Background. The aim of this study was to evaluate gender differences in the long-term clinical outcomes and safety of patients treated with first- and second generation DES. Methods. The Katowice–Zabrze Registry included 1916 consecutive patients treated with either first or second generation DES. We evaluated major adverse cardiac and cerebrovascular events (MACCE) [composite of death, myocardial infarction (MI), stroke and target vessel revascularization (TVR)] at 12-month follow-up. Safety end point was bleeding complications and stent thrombosis. Results. Registry included [unstable angina (UA) 1500(78%), non-ST-segment elevation myocardial infarction (NSTEMI) 285 (15%), ST-segment elevation myocardial infarction/left bundle branch block (STEMI/LBBB) 131 (7%)]. There were 35.5% females and 64.5% males. Women were older and had higher prevalence of comorbidities. Males more often had multivessel disease and higher Syntax score when comparable to females.
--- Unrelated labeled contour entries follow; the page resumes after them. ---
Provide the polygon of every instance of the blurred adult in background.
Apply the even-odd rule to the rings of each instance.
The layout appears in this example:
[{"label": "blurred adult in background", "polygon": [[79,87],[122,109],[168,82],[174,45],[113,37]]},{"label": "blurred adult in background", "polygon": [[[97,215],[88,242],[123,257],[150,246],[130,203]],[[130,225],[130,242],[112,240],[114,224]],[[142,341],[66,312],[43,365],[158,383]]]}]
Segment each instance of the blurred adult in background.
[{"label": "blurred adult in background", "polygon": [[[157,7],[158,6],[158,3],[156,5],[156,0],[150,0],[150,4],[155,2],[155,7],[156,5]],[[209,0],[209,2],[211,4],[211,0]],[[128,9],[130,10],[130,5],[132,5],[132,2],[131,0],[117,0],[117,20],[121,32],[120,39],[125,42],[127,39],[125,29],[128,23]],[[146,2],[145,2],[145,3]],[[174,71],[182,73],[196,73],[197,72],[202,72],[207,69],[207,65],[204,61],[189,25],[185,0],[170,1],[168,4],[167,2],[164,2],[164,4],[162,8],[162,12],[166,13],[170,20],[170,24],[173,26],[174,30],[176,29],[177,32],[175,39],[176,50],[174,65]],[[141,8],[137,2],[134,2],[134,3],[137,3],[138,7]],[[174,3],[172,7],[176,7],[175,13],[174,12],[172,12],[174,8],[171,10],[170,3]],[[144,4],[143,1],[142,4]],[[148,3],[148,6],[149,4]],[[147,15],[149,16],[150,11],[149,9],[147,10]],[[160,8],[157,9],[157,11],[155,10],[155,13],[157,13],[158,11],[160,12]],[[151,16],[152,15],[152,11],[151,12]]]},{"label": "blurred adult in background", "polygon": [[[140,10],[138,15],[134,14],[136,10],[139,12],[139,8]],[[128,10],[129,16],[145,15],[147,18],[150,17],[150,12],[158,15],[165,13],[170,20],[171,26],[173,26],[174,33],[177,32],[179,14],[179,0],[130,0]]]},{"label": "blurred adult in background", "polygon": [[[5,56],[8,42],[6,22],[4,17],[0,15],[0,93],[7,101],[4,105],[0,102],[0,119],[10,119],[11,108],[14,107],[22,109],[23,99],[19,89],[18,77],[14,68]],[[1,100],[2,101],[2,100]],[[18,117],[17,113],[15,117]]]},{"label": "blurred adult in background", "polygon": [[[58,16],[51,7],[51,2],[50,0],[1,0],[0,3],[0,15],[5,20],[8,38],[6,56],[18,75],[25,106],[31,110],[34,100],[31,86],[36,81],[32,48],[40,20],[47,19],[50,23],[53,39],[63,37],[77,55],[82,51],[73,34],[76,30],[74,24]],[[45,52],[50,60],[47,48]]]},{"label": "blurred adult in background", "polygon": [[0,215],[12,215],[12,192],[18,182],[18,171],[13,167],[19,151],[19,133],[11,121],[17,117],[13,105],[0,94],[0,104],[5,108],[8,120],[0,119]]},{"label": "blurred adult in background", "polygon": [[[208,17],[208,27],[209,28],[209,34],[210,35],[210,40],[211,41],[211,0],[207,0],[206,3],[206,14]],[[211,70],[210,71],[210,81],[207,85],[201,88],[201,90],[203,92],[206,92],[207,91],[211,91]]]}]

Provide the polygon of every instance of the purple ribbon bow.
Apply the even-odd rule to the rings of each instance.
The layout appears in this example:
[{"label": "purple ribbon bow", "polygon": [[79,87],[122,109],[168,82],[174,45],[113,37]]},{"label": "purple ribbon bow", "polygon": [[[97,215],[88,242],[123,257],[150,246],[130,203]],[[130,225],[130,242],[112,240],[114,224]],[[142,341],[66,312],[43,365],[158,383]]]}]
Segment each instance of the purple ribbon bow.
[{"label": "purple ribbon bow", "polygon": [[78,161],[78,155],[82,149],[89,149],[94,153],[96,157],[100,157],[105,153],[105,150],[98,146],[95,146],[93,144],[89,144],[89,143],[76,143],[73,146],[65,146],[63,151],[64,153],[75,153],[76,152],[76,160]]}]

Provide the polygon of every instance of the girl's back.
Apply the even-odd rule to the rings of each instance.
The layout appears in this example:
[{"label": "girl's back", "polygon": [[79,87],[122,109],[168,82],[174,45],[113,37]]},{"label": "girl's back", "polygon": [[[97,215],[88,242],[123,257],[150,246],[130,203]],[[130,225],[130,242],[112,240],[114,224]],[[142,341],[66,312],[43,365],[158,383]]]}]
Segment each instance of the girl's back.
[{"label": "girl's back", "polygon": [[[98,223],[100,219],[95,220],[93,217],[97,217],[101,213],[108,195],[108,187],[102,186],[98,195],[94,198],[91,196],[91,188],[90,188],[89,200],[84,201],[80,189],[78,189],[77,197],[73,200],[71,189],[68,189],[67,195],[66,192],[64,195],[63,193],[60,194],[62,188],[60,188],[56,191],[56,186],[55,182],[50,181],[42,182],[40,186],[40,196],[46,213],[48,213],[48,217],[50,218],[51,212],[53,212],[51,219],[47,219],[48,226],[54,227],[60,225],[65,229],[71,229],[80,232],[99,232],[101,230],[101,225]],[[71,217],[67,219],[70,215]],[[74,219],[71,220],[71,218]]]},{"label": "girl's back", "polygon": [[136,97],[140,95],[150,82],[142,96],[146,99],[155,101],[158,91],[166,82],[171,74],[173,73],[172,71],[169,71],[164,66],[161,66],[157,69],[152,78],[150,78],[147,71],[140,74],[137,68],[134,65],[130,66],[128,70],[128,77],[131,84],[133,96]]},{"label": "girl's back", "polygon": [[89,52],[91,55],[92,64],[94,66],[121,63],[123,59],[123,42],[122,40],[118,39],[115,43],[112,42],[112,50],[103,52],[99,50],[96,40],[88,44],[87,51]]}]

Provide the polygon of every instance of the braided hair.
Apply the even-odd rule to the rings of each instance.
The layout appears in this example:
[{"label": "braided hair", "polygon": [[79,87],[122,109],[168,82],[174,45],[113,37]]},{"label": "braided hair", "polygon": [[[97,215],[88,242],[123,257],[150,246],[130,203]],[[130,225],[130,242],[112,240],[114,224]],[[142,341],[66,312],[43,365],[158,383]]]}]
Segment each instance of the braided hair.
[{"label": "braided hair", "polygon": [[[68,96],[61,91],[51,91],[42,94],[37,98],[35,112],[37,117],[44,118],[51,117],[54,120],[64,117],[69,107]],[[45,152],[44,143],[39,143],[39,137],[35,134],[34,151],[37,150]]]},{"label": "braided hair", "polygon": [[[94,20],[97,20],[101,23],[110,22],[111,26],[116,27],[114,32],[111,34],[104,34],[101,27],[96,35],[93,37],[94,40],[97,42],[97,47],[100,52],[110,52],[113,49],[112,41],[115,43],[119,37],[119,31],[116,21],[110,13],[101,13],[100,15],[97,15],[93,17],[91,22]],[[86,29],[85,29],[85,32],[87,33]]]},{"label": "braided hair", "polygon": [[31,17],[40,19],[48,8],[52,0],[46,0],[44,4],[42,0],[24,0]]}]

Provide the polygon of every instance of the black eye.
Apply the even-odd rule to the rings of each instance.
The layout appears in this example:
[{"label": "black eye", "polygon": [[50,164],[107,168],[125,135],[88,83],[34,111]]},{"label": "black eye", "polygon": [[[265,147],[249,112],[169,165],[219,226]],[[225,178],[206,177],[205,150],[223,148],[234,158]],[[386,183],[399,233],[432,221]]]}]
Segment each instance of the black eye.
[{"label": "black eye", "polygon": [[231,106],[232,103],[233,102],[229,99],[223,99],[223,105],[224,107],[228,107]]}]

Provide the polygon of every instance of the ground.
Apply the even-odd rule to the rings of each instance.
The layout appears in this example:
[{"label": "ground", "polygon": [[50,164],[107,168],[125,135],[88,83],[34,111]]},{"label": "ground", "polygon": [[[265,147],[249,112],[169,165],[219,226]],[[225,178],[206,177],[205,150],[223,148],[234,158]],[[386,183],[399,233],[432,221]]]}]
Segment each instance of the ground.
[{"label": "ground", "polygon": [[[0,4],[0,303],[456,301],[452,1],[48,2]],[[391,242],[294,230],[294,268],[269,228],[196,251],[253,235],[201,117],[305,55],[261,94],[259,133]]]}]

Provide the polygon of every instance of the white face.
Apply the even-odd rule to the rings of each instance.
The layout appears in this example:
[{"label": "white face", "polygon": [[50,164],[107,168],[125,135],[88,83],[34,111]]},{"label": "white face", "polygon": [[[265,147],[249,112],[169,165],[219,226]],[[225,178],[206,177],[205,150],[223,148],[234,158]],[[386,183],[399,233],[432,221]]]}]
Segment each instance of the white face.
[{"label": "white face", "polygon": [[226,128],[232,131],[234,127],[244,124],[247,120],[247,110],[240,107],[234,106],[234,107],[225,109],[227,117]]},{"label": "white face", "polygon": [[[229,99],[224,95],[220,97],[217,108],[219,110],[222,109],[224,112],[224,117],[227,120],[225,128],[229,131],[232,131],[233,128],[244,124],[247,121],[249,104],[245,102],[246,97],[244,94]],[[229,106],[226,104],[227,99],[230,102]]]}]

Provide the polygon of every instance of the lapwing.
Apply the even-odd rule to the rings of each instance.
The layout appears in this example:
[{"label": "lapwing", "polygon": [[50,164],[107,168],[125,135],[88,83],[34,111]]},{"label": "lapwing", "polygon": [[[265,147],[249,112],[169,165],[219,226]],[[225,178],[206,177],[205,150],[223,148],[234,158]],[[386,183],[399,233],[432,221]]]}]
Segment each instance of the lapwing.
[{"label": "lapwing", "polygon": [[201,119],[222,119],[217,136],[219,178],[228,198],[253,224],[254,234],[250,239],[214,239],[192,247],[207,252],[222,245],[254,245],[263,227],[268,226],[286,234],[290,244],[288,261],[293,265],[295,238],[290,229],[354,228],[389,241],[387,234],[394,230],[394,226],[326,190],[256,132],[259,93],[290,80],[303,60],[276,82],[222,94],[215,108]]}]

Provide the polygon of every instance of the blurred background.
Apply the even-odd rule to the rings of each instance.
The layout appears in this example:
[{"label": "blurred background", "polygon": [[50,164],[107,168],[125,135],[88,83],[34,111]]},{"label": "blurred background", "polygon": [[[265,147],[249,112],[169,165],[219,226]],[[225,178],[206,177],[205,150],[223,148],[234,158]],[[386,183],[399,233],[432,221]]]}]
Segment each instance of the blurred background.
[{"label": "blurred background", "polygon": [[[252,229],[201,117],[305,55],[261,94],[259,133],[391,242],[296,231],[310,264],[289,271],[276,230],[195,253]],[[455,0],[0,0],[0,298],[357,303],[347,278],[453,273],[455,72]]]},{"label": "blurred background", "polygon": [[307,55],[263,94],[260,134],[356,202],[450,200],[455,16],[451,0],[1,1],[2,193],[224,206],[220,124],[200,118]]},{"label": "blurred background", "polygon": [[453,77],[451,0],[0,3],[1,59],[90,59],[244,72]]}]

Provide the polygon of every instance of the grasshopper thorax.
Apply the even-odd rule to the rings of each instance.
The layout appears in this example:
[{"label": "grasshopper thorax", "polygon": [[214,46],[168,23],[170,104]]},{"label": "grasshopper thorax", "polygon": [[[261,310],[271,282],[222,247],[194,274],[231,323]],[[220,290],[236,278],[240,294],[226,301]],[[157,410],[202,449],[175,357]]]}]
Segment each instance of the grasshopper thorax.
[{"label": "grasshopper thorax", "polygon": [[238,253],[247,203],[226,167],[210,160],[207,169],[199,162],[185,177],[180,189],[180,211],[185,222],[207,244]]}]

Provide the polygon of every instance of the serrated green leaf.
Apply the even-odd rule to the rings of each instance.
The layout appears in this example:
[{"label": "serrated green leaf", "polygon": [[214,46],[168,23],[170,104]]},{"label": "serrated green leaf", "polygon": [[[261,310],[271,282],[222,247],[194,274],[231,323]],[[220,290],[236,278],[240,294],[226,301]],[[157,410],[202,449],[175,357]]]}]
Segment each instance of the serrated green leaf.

We did not observed difference in acute and subacute stent thrombosis in our data, however, females had more in-hospital bleeding complications. Univariable Cox regression analysis revealed that women had similar outcomes when compared to men in terms of a risk of death, MI, TVR, stroke and MACCE at 1-year follow-up. There were no differences between males and females in MACCE when first- and second generation DES were analyzed separately. Conclusion. Despite higher risk profile, women treated with DES have similar outcomes as males in 1-year follow-up. However there is, an increased risk of in-hospital bleedings in women.